Despite the Kardashians, Nicki Minaj, or Iggy Azalea’s extreme effect on booty image, ladies have sought nicely developed glutes for a long time. Why? Well, natural sexy curves never go out of style. Studies have found that it can be good for women to embrace fuller curves, as rounder bums and wider hips can be a sign of fertility and health. Yet, there’s an impossible beauty standard perpetuated in our brains, and let’s be real with ourselves…Mother Nature doesn’t deliver a Kylie Jenner body naturally!

It’s easy to get overwhelmed with the seemingly unattainable waist-to-hip ratios that are peppered throughout your Instagram feed. Oftentimes it’s just clever posing or photo manipulation on Photoshop or Facetune which get debunked by clever users like @Beauty.False

But then you’ll see the Instagram booty in real life and want to understand just how in the world these ladies shaped themselves this way. Is it hard work and countless hours in the gym, or is it a surgically-enhanced booty?

Let’s Get This Out of the Way: Brazilian Butt Lifts Can Literally Kill

The Brazilian butt lift, or BBL, has gone fully mainstream and is the fastest-growing cosmetic procedure in the world. Fat from around your tummy, arms, love handles, or any other spot gets removed via liposuction and then transplanted into your bottom. It doesn’t come cheap with the lowest prices in questionable locations being around $3,000 to $8,000.

3% of Brazilian butt lift patients died as a result of the procedure in 2017.

That slim-thick BBL aesthetic of a tiny waist and perky bum doesn’t come without its safety risks if you go under the knife for it. 3% of BBL patients died as a result of the procedure back in 2017, and many women have had adverse reactions like blood clots or infection. More recent studies have placed the mortality rate at 1 in 20,117, but facts and figures like these have you wondering if there are safer ways to boost your booty without plastic surgery.

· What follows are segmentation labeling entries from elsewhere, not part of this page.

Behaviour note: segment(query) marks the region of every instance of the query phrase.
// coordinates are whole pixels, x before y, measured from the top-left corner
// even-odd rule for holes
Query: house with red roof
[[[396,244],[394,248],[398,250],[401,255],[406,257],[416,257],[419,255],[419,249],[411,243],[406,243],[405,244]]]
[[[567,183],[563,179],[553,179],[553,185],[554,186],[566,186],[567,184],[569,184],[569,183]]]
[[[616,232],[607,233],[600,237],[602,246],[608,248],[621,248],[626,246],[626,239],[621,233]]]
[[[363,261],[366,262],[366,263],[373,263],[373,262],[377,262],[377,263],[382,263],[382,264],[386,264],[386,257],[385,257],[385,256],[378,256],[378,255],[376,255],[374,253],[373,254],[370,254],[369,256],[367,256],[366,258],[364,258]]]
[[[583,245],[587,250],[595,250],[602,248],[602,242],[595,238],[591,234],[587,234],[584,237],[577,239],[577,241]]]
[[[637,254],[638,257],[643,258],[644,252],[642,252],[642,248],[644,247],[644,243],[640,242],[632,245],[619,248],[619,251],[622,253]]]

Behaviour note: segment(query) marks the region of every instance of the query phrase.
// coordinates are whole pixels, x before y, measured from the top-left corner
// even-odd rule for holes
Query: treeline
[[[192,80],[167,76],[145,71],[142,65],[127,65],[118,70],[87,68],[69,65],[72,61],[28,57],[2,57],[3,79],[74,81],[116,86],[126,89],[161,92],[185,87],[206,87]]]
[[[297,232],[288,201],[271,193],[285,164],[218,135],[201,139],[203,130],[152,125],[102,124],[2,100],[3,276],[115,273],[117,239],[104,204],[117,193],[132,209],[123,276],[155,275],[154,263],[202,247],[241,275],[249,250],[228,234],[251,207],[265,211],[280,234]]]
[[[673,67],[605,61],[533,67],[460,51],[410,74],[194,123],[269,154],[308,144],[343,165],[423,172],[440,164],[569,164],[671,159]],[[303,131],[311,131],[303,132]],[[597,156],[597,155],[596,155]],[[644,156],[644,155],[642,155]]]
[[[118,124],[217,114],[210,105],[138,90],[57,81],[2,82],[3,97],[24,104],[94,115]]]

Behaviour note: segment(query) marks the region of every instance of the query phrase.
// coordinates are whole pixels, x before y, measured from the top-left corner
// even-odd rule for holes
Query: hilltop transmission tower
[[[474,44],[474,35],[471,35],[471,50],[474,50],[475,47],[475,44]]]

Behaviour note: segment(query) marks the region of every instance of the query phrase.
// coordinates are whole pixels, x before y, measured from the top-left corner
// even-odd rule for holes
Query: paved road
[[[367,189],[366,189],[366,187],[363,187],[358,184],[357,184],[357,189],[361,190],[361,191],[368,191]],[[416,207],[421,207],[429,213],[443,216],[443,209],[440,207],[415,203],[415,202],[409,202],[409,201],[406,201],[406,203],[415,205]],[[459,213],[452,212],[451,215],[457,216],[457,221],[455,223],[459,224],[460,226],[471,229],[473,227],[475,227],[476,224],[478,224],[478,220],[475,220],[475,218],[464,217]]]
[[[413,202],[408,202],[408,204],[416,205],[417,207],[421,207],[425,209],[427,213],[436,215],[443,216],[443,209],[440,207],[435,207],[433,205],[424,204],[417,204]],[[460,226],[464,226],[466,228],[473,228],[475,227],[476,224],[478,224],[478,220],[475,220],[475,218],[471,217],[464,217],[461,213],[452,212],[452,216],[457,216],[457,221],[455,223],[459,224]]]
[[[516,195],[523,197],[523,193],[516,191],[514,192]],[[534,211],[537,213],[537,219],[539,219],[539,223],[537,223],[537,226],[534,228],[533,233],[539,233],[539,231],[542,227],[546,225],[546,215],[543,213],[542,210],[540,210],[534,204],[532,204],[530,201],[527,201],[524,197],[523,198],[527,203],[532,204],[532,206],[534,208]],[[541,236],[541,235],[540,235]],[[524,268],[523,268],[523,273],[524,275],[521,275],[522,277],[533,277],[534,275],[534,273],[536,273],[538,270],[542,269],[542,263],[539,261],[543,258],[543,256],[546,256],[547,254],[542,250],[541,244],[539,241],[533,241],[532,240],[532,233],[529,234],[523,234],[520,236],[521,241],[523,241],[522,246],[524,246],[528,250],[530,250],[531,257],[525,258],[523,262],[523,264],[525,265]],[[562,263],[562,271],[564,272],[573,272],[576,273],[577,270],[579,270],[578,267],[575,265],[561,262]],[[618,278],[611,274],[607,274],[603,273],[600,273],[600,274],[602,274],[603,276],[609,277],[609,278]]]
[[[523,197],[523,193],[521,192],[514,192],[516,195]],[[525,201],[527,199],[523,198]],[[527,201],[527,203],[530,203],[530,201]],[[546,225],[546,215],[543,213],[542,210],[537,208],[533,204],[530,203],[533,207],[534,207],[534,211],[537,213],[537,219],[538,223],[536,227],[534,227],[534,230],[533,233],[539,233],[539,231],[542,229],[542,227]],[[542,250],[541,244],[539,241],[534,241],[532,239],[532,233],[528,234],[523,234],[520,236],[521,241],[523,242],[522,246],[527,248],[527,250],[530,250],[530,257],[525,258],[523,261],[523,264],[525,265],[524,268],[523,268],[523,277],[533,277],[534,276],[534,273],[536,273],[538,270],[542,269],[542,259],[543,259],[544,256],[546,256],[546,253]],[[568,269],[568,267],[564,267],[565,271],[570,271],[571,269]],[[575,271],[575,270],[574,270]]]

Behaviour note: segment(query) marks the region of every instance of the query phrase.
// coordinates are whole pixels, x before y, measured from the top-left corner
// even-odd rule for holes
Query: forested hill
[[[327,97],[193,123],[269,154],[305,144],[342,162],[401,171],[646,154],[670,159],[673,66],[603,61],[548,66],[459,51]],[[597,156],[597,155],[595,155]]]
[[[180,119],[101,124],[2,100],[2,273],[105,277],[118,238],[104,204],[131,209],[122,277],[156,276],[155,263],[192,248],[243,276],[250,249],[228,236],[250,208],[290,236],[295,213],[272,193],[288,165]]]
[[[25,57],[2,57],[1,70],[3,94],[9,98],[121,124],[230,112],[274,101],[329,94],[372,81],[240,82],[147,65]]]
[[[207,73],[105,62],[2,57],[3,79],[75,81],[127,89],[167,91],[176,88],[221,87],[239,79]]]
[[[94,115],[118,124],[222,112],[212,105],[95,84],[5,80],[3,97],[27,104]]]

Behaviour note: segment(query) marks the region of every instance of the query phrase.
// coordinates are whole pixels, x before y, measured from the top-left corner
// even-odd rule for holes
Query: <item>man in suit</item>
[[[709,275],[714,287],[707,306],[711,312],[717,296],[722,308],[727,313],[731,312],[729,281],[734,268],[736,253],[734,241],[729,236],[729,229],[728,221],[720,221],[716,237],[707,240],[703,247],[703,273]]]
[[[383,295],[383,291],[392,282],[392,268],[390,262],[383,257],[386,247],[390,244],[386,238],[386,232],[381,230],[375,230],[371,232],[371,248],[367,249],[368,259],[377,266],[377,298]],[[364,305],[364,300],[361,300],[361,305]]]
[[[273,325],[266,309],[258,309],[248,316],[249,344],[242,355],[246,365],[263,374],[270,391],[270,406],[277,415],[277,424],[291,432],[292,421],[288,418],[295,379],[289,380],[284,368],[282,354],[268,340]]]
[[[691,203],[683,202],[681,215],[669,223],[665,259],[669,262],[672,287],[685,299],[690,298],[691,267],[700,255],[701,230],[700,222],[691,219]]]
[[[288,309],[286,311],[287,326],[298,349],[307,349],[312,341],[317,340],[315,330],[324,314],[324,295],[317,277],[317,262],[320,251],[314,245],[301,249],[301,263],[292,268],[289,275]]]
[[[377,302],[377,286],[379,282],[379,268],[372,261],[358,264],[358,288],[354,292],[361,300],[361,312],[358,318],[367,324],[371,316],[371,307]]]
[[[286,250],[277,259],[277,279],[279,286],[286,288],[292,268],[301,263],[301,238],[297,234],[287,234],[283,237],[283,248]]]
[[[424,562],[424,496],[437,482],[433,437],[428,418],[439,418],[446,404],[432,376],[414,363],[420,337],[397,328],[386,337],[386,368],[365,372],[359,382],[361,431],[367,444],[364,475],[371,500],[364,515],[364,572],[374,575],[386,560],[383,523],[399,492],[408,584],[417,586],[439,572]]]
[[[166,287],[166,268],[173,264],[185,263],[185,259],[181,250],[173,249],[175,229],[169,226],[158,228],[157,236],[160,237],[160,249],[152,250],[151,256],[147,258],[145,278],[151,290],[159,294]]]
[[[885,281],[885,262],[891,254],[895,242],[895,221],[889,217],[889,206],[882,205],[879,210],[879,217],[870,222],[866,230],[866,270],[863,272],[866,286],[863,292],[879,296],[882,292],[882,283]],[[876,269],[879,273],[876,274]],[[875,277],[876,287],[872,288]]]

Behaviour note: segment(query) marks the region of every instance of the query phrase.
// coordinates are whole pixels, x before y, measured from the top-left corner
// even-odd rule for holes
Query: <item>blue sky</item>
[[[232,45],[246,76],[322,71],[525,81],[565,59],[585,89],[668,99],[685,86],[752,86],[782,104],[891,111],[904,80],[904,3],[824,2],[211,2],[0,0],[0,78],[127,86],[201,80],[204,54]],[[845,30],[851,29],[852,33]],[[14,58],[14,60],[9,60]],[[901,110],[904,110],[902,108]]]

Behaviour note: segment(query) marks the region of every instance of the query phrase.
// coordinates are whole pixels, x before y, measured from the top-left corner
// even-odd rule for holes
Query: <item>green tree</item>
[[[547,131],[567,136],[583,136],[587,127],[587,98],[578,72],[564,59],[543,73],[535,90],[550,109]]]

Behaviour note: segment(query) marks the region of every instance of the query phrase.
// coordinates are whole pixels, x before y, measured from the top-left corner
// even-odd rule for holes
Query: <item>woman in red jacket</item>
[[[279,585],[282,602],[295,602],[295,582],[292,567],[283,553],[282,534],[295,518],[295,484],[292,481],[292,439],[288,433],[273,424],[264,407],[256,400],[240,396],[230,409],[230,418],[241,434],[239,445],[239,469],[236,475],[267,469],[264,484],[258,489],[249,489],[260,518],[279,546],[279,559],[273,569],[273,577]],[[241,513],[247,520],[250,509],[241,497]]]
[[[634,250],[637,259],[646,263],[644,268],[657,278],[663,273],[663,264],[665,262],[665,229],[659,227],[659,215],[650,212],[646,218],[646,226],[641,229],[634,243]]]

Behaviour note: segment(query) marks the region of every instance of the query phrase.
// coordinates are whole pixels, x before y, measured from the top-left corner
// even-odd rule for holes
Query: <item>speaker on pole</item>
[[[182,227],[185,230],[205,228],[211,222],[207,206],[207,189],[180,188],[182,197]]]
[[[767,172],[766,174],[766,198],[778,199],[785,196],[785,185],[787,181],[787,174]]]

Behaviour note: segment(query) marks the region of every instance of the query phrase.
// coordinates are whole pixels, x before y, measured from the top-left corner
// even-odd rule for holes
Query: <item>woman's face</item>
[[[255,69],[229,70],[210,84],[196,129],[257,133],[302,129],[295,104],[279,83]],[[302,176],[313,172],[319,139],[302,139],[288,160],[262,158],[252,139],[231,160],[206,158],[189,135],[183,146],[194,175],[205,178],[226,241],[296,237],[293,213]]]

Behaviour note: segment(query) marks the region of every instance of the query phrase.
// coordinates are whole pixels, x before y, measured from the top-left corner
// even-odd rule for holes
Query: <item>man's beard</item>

How Else Do Celebs Perk Up Their Peaches?

Alright, maybe you’re still set on going under the knife. You could choose from semi-solid silicone butt implants that result in a 22% complication rate and also might show outlines of the implant. Does the sound of sitting on semi-solid silicone sound nice?

If it doesn’t sound nice, your next cosmetic procedure option for a peachy bum is an injectable dermal filler called Sculptra. It lifts and fills, but a bunch of it has to be injected to not just be a subtle boost. The amount of Sculptra vials you would go through can become as costly as a BBL! And don’t get me started about the horror stories like Cardi B’s when she got a basement butt lift with synthetic filler.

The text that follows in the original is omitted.